State park in Maranhão, Brazil

The Parcel de Manuel Luís Marine State Park (Parque Estadual Marinho do Parcel de Manuel Luís) is a state park in the state of Maranhão, Brazil.
It protects the Manuel Luis Reefs, an important coral reef of the south Atlantic. The reefs contain the wrecks of many ships.

==Location==

The Parcel de Manuel Luís Marine State Park is in the Atlantic ocean offshore from the municipality of Cururupu, Maranhão.
The reef is named for the fisherman Manuel Luís, who discovered the rock formation in the late nineteenth century.
The corals grow on a granite reef and cover an area of 1800 ha.
The park has an area of 45937 ha, 45 mi from Maiau Island and 50 mi from Lençóis Island.

==History==

The coral reefs along 3000 km of the northeast coast of Brazil from the south of Bahia to Maranhão are rapidly degrading due to destructive use.
The state park was considered one of the seven highest priorities for conservation of the reefs.

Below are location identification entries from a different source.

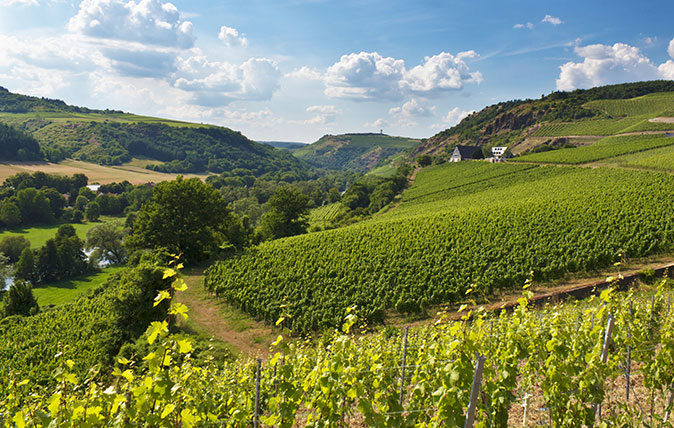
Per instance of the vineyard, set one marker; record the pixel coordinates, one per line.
(652, 104)
(587, 127)
(661, 159)
(603, 149)
(487, 228)
(323, 216)
(609, 359)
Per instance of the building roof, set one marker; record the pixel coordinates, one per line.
(469, 151)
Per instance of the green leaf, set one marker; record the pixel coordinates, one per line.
(167, 410)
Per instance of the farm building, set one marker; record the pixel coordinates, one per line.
(500, 153)
(466, 152)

The Parcel de Manuel Luís Marine State Park was created by decree 11.902 of 11 June 1991 with the purpose of protecting the largest coral reef of South America from the environmental impacts of hydrocarbon pollution and over fishing.
The state park was to protect the marine fauna and flora and natural scenic beauty, under the administration of SEMATUR.
It was to be used for scientific, educational and recreational uses that would avoid changes or environmental impact. The state park became a Ramsar Site in February 2000.

==Environment==

The reef is an area of great biodiversity, holding all the coral reef species found on the northeast coast.
Coral species include Agaricia agaricites, Agaricia fragilis, Meandrina braziliensis, Great star coral Montastraea cavernosa, Mussismilia hispida, Porites astreoides, Scolymia wellsi, Siderastrea stellata and Millepora alcicornis.
The corals are home to multi-coloured fish such as parrotfish, sergeant major and butterflyfish, and to larger species such as groupers and sea turtles.
Coral bleaching has been reported since 1999.

==Shipwrecks==

The Parcel de Manuel Luís is in an area of strong currents and variable tides, and for many years was poorly charted.
At low tide depths may be no more than 1 m.
There are over 200 shipwrecks, second only to the Bermuda Triangle.
Wrecks on the reef include:

- 1763 São José
- 1770 Nossa Senhora das Necessidades
- 1805 Jeune Almirante
- 1814 Venus
- 1820 Portuguese frigate
- 1900 Navio do Cobre
- 1904 Salinas
- 1905 Cyril
- 1921 Uberaba
- 1946 West Point
- 1960 Altamar
- 1962 Ilha Grande
- 1984 Ana Cristina

The Navio do Cobre, as its name implies, was carrying a cargo of copper. This was recovered by looters.
The Vandyck was an English liner that was carrying 200 passengers from Buenos Aires bound for New York, and was sunk in 1914 by a German ship during World War I (1914–18).
All the passengers were saved.
The Uberaba was originally the German naval vessel Henny Woerman, captured by the Brazilian Navy during World War I.
The tanker Ana Cristina, the last to sink, is the best preserved.